A ce jour, ces modalités n’ont pas généré un contentieux notable. Mais la nature immatérielle des contrats et de leur signature pourrait bien, demain, fournir un terreau fertile à des litiges d’autant plus redoutables que l’action de groupe leur conférera un caractère sériel.
Il faut identifier de façon lucide les véritables risques attachés à la contractualisation numérique, afin de mettre en place les processus et les outils techniques qui permettront de faire échec de façon efficace aux litiges de mauvaise foi. En un rapide tour d’horizon, ces risques prendront leur source autour des quatre déclarations suivantes des consommateurs qui seront tentés d’échapper à leurs engagements :
Ce n’est pas moi qui ai signé
Le risque est avéré en cas de contractualisation en ligne avec de purs prospects puisqu’il n’existe pas en France d’identité numérique fiable. Il n’y a pour l’instant aucune bonne solution, chaque professionnel se concoctant sa propre recette, souvent fortement épicée d’OTP/SMS, pour tenter de sécuriser l’identité du contractant. Le règlement européen sur la confiance numérique, qui est entré en vigueur cet été et sera directement applicable mi 2016, apporte sur ce sujet un éclairage intéressant, en établissant un système basé sur le risque et sur la proportionnalité des moyens à mettre en face.
Ce n’est pas sur ce contenu là que je me suis engagé
Ce point renvoie à l’intégrité du contenu contractuel. C’est sans doute le plus facile à résoudre car le support numérique, si l’on utilise les outils technologiques adéquats, offre une garantie d’intégrité bien meilleure que celle du papier. Pour autant, chaque professionnel sera bien inspiré de préconstituer un « dossier de preuve » expliquant de façon didactique aux magistrats comment le processus a été conçu et de quelle façon il assure l’intégrité du document tout au long de son cycle de vie.
En fait, je n’ai jamais signé, je n’ai pas compris du tout que je signais
La signature électronique telle qu’elle est pratiquée actuellement consiste à effectuer une action banale (au pire un clic, au mieux un OTP) qui déclenche une opération technique complexe sur une plate-forme distante, le tout après avoir fait défiler sur un écran des pages de texte au contenu parfois complexe. Cela ne ressemble que de très loin à l’acte de signer, engagement « physique » manifestant de façon non équivoque le consentement du signataire à un acte dont l’étendue est tangible.
Pour éviter que des litiges ne se développent sur le fondement de cette faiblesse du consentement, il est essentiel que les processus mis en œuvre « resacralisent » l’acte de signer électroniquement, le rendent très visible, et facilitent la compréhension du consommateur sur les éléments essentiels de son engagement.
Je n’ai jamais reçu l’information précontractuelle
Les textes imposent de fournir au consommateur sur un support dit « durable » lorsqu’il n’est pas papier, des informations « précontractuelles », dans une quantité devenue aberrante.

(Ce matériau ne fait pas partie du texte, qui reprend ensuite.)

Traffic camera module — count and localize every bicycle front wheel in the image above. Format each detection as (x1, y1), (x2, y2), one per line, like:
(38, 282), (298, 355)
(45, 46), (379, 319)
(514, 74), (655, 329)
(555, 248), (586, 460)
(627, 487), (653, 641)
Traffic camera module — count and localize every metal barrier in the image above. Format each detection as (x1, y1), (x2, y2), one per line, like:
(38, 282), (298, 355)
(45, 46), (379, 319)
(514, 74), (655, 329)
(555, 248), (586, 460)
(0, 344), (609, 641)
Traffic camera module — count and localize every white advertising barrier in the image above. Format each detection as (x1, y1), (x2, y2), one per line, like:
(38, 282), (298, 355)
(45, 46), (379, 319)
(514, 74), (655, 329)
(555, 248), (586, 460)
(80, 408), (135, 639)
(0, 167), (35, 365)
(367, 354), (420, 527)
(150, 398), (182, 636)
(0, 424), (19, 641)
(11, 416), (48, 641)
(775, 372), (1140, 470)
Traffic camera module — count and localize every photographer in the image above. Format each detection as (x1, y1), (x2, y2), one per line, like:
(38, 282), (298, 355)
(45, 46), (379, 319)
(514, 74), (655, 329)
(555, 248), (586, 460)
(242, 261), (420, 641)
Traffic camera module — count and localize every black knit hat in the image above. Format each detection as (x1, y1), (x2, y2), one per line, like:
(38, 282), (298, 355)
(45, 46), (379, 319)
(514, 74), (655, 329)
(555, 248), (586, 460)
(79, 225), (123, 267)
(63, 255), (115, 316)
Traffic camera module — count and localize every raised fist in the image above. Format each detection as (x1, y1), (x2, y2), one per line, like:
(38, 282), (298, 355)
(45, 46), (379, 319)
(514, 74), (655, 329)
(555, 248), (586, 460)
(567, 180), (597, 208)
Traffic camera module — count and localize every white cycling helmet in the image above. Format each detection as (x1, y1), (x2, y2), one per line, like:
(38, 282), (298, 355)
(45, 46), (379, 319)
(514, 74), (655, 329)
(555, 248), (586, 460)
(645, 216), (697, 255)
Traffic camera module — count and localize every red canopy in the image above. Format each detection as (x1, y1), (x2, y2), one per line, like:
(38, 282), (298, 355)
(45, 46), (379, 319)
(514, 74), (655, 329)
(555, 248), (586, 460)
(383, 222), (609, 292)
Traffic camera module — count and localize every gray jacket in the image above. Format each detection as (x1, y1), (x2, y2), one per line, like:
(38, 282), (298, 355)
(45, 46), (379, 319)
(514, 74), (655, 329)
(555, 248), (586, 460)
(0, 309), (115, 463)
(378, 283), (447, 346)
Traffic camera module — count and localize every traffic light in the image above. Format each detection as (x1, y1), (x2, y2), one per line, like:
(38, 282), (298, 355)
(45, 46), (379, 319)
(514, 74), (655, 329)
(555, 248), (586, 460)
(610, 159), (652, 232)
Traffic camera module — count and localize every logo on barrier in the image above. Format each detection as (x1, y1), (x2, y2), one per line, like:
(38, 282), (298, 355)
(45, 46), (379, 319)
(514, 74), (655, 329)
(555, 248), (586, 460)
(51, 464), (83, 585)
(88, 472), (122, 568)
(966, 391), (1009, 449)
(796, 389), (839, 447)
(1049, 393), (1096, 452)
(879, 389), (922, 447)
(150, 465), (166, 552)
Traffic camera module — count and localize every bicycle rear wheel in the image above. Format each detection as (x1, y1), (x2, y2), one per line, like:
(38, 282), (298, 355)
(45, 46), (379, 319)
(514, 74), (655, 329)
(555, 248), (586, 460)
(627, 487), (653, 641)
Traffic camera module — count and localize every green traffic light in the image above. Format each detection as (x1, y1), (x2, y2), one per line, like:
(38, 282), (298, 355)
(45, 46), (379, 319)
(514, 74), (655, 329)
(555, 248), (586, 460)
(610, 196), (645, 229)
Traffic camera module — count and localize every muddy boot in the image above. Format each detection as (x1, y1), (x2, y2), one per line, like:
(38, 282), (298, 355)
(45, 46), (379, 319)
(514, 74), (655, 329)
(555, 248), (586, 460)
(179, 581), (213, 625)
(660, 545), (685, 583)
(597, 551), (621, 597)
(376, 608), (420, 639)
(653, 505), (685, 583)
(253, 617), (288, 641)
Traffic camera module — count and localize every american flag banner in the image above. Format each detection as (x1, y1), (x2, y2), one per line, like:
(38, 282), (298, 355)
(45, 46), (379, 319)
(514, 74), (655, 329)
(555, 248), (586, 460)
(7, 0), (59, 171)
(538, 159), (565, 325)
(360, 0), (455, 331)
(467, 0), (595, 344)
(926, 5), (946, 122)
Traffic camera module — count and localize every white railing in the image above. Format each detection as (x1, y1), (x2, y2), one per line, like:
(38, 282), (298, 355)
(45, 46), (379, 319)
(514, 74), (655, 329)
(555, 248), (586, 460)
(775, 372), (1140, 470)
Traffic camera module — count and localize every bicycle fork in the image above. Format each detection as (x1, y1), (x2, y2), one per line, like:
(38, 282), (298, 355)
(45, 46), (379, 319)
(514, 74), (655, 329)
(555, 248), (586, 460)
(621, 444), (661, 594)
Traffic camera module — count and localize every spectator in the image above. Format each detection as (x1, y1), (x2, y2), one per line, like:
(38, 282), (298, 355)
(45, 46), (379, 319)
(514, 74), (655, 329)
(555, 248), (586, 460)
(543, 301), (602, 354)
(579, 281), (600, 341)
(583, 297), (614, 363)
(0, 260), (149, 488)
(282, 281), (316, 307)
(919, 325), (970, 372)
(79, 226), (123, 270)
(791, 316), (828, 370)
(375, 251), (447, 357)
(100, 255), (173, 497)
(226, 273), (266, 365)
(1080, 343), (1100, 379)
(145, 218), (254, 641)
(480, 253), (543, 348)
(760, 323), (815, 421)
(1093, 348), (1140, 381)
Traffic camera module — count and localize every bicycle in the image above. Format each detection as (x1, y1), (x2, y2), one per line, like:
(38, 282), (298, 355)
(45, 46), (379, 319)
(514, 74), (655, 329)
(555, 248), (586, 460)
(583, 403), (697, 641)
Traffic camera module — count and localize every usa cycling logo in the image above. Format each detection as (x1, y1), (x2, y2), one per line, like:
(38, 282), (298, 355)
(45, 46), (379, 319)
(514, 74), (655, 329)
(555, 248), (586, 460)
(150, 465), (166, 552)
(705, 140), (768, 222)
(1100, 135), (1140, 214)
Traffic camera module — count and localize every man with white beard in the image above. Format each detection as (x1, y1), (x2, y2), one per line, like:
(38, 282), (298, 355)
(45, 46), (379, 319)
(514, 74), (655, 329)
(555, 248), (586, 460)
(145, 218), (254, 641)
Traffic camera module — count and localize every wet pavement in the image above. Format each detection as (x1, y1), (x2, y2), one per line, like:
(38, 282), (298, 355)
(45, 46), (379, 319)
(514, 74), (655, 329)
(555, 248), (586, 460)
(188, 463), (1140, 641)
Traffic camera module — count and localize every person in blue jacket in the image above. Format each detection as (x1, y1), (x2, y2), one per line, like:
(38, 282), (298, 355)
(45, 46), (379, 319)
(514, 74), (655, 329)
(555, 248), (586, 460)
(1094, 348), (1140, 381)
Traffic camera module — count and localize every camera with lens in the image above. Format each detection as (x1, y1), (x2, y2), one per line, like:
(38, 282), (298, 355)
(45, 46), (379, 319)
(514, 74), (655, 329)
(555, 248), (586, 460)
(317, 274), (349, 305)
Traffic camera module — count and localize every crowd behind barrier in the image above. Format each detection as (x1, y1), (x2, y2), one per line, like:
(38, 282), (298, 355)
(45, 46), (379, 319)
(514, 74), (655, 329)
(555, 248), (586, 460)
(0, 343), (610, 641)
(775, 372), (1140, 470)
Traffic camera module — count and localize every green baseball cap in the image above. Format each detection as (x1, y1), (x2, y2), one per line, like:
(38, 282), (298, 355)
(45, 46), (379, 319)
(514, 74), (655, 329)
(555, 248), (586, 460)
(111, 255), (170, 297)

L’incapacité du professionnel à prouver qu’il a bien transmis cette information est sanctionnée de diverses façons selon les actes en cause. Cela pose un vrai problème actuellement, en l’absence de position claire de la jurisprudence sur ce sujet : aller chercher l’information sur un espace sécurisé semble prohibé par la CJUE et la DGCCRF. Mais l’envoyer par mail est une solution à proscrire pour des raisons de sécurité, et qui de plus n’offre aucune garantie probatoire. Le sujet reste délicat, et une veille sur les premières décisions s’impose.
L’idée n’est pas de mettre au ban la souscription numérique, ce serait ignorer une tendance irréversible. Mais d’attirer l’attention des professionnels sur la nécessité de tracer et de documenter leurs processus de façon claire pour être en mesure de faire échec aux déclarations mensongères….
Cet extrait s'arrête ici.